Single binary, no server dependencies. All data lives in embedded databases in a local directory.


Documentation

Doc Description
Quick Start Setup, config, first run
Config Reference Full config.toml reference
Architecture Process types, tool access, memory internals, multi-agent
Memory Memory system design
Tools All available LLM tools
Routing Model routing and fallback chains
Secrets Credential storage, encryption, output scrubbing
Sandbox Process containment and environment sanitization
Cron Jobs Scheduled recurring tasks
MCP External tool servers via Model Context Protocol
OpenCode OpenCode as a worker backend
Messaging Adapter architecture and platform setup

Contributing

Contributions welcome.

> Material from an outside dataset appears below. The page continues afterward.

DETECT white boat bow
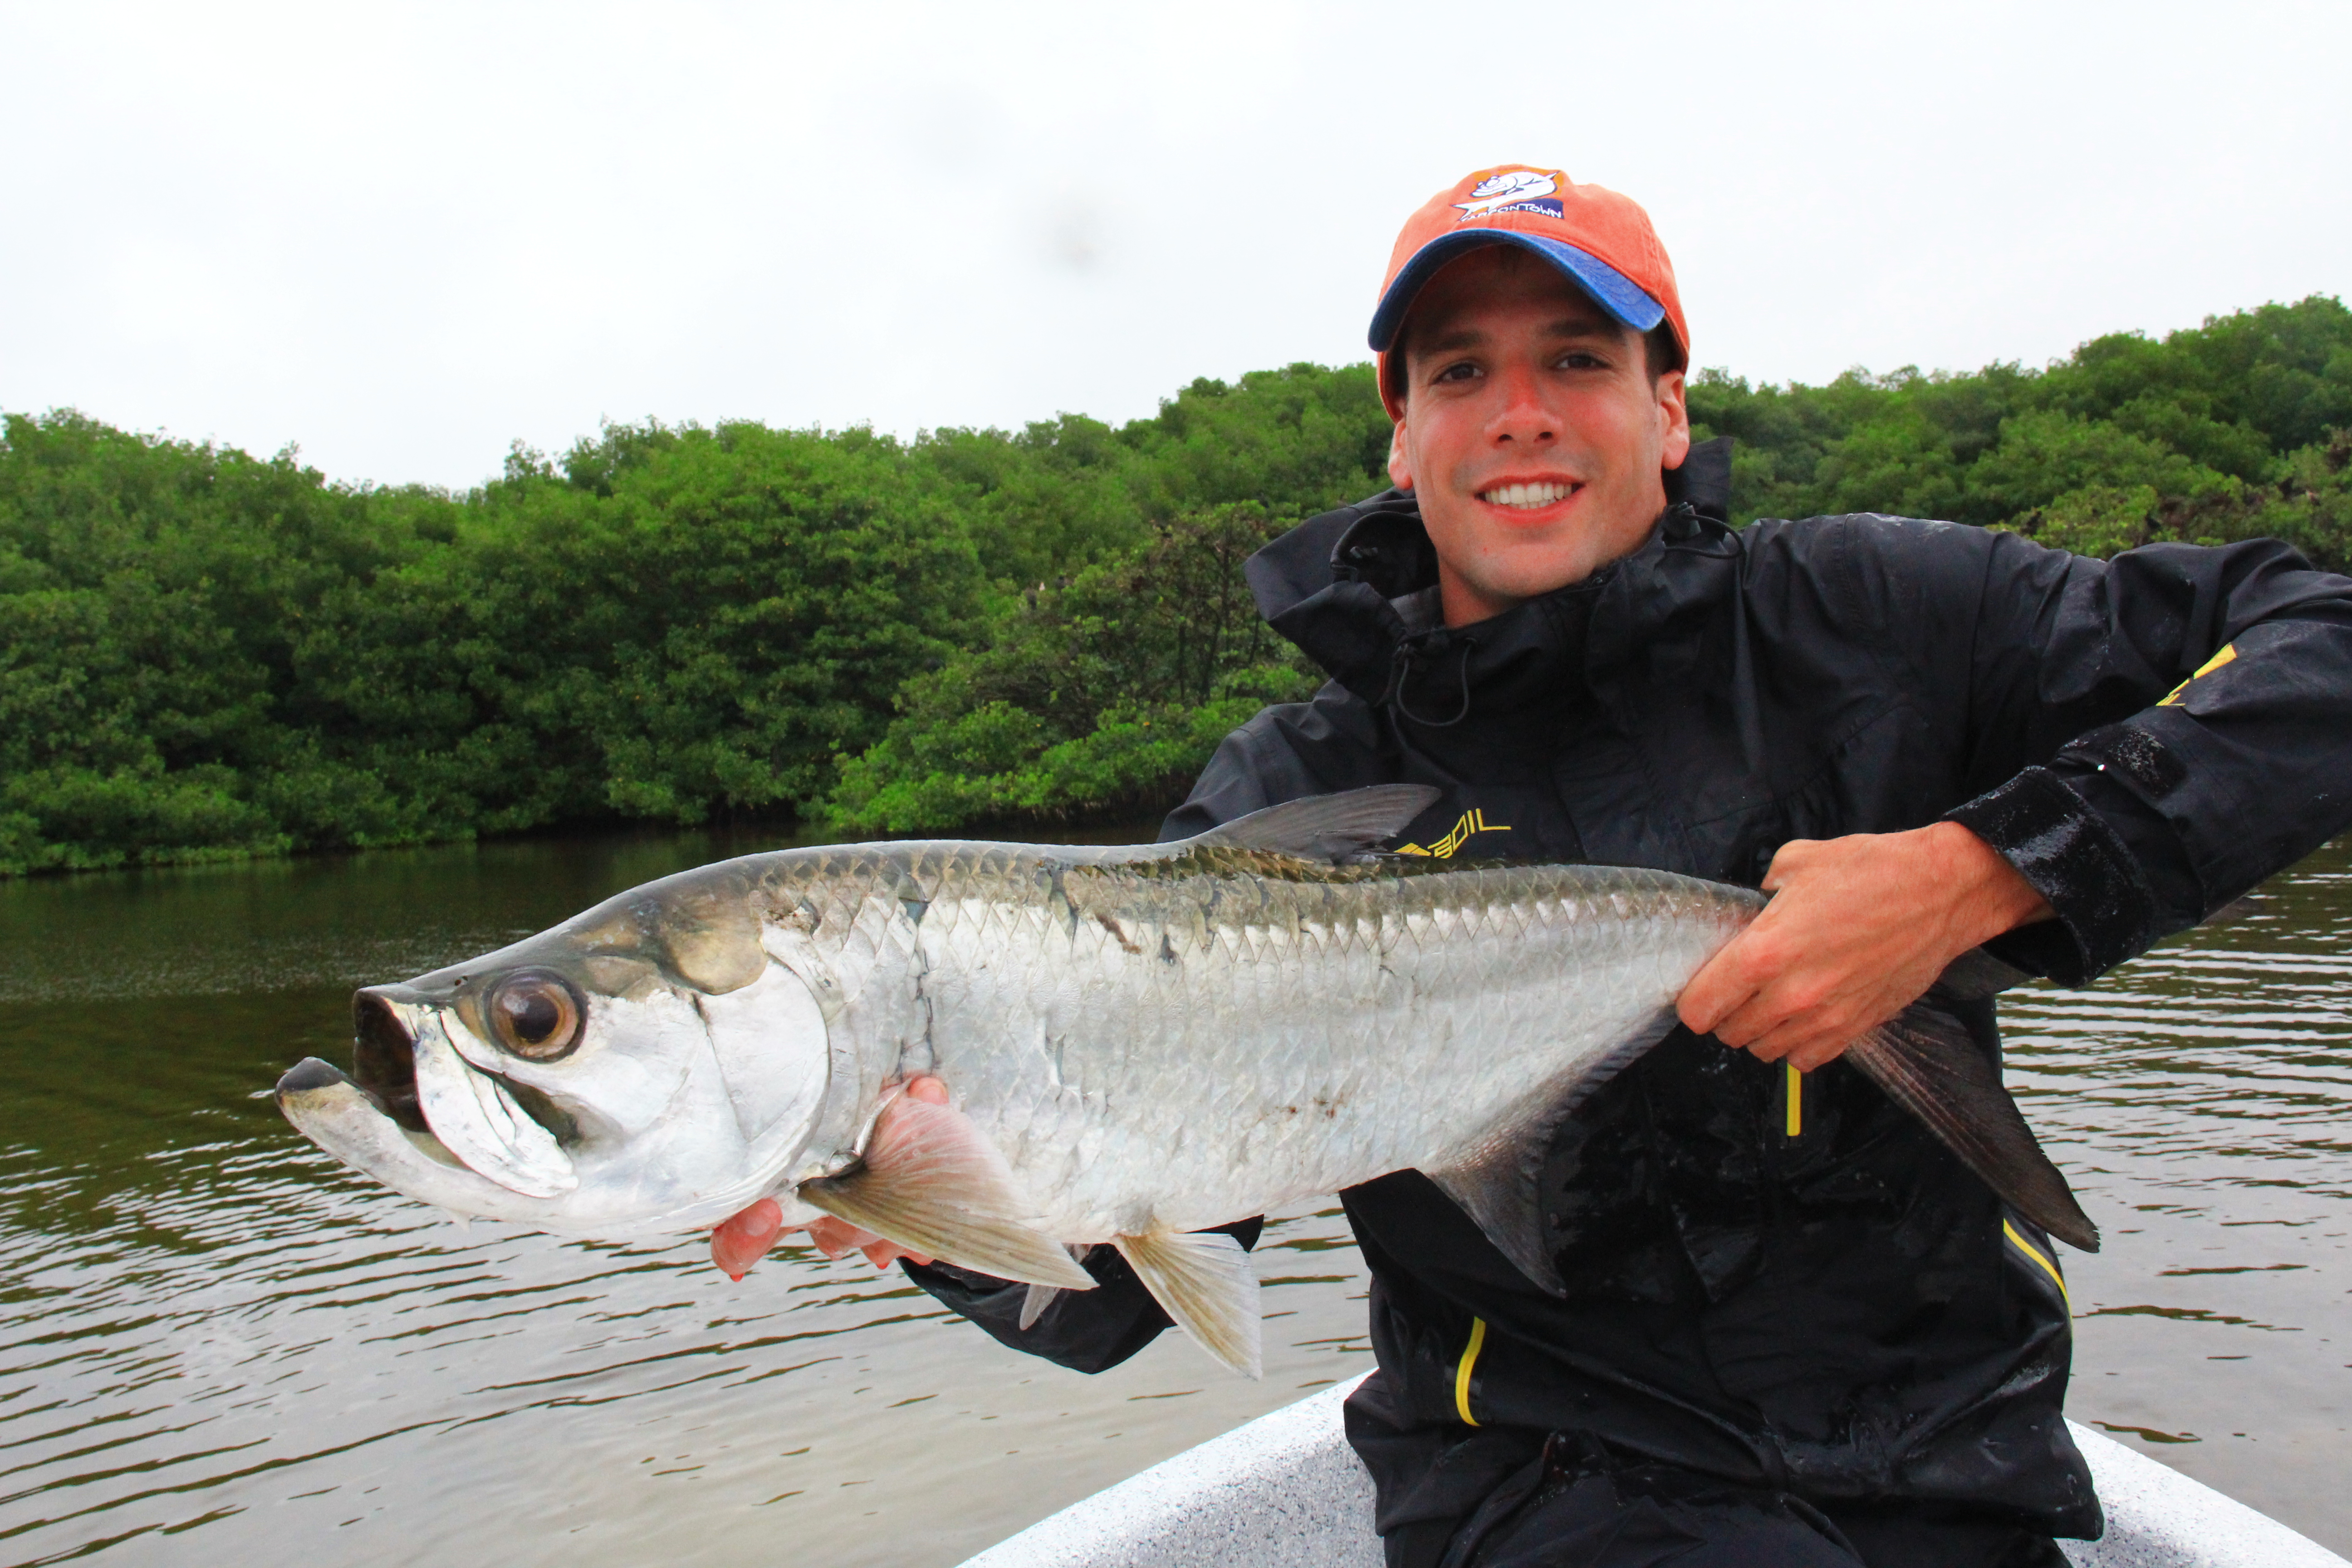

Read RUST_STYLE_GUIDE.md before writing any code, and AGENTS.md for the full implementation guide.

  1. Fork the repo
  2. Create a feature branch
  3. Install just (https://github.com/casey/just) if it is not already available (for example: brew install just or cargo install just --locked)
  4. Run ./scripts/install-git-hooks.sh once (installs pre-commit formatting hook)
  5. Make your changes
  6. Run just preflight and just gate-pr
  7. Submit a PR

SpaceUI (Frontend Components)

The dashboard uses @spacedrive/* packages from npm. For local development with linked packages, see CONTRIBUTING.md.

Formatting is still enforced in CI, but the hook catches it earlier by running cargo fmt --all before each commit. just gate-pr mirrors the CI gate and includes migration safety, compile checks, and test verification.


License

FSL-1.1-ALv2, Functional Source License, converting to Apache 2.0 after two years. See LICENSE for details.